Forge a BSgenome data package
6.1 years ago
gtho123 ▴ 220

My supervisor has requested that I create coverage plots to visualize BAM alignments of RNA-Seq data. I though a good way to do this would be to use Gviz. We work on the model legume Medicago truncatula which does not have a BSgenome package so I though I'd try and make one.

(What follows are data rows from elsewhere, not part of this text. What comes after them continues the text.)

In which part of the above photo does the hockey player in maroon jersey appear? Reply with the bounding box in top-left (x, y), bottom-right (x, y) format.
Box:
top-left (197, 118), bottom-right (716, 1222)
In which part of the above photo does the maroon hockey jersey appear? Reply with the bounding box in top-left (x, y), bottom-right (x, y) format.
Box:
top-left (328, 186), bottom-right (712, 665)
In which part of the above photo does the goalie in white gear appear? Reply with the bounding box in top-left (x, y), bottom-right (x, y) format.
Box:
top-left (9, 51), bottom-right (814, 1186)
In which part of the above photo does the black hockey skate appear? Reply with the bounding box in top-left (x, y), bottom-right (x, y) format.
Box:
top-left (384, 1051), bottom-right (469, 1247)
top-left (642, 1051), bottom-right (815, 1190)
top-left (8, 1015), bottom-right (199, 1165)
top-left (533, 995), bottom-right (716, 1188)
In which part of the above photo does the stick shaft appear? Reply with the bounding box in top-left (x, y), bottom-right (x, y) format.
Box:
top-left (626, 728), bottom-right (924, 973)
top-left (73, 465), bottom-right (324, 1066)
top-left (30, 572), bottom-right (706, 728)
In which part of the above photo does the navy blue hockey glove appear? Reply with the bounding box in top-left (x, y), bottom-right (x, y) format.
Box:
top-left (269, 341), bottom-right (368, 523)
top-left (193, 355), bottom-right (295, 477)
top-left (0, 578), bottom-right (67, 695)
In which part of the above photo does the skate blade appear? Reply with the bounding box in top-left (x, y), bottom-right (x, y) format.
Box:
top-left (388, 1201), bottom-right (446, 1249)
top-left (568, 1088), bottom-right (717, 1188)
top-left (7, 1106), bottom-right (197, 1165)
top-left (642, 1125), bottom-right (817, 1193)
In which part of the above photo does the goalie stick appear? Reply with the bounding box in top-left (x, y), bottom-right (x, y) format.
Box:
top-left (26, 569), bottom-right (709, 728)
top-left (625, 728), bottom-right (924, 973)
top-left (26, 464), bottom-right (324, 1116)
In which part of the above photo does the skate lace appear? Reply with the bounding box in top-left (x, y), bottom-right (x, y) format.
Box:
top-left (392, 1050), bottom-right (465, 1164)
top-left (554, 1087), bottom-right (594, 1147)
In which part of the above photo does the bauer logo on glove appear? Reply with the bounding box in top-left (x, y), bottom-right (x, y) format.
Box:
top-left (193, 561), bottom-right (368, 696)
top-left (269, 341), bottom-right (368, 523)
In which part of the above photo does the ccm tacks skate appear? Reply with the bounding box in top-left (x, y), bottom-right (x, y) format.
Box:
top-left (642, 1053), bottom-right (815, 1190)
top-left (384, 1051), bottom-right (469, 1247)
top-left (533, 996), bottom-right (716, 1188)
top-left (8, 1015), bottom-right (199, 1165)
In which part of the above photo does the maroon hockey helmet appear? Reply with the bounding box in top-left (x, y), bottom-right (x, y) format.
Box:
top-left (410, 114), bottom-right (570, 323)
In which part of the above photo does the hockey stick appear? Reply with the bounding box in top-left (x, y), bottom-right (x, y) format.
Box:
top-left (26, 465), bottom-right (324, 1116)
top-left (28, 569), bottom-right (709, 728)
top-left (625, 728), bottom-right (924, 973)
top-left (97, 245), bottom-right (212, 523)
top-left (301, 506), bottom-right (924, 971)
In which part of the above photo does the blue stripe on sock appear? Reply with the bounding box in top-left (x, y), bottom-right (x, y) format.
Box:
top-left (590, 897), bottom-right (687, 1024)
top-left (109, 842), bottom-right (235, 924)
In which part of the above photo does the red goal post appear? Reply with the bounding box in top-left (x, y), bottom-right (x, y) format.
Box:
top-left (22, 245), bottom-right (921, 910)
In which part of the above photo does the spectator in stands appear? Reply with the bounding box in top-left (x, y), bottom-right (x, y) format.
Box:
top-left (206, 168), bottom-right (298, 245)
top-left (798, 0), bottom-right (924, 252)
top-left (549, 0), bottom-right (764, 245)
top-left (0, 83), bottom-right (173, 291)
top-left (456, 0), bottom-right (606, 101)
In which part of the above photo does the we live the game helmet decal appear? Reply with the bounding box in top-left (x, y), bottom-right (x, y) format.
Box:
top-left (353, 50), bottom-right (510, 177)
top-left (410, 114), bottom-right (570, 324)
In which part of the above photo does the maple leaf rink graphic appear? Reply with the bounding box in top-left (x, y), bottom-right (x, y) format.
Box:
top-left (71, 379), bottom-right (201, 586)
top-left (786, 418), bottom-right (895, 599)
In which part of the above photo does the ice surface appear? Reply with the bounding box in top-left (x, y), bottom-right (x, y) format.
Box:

Following the vignette I have placed all the chromosomes in their own FASTA files and gziped them. I then created a seed file like so:

Package: BSgenome.Mtruncatula.JCVI.v4
Title: Full genome sequences for Medicago truncatula A17 (JCVI version 4)
Description: Full genome sequences for Medicago truncatula A17 (Barrell medic) as provided by JCVI (v4, 2014) and stored in Biostrings objects. See Tang et al. (2014) BMC Genomics 15:312
Version: 4.0
organism: Medicago truncatula A17
common_name: Barrell medic
provider: JCVI
provider_version: v4
release_date: 2014
release_name: Mt4.0
organism_biocview: Medicago_truncatula
BSgenomeObjname: Mtruncatula
seqs_srcdir: /home/gthomson/Documents/Scratch/Alignment_visualisation/Medtr4_0.tar.gz
seqnames: c(paste0("Medtr4_0_", "chr",1:8), paste0("Medtr4_0_", "scaffold",sprintf("%04d", 1:2179)))

However when I run forgeBSgenomeDataPkg() i get this error:

Creating package in ./BSgenome.Mtruncatula.JCVI.v4
Error in getSeqSrcpaths(seqname, prefix = prefix, suffix = suffix, seqs_srcdir = seqs_srcdir) :
  file(s) not found: /home/gthomson/Documents/Scratch/Alignment_visualisation/Medtr4_0.tar.gz/Medtr4_0_chr1.fa

This is weird because I can look at this folder and it is there:

Bsgenome screenshot

How can I do this and any easier methods to generate coverage plots are welcome.

Bioconductor BSgenome Biostrings Gviz • 3.2k views
Hello, I want to know if your problem has been solved, because I have encountered the same problem.

In the seed file (a txt file in the seq_srcdir folder),the seq_scrdir should be a directory and not a tar.gz file, in the above example, the seqs_srcdir directs to a tar.gz file, causing the error.

6.1 years ago

You've set the sequences directory as a single .tar.gz file. It should be a folder, unzipped.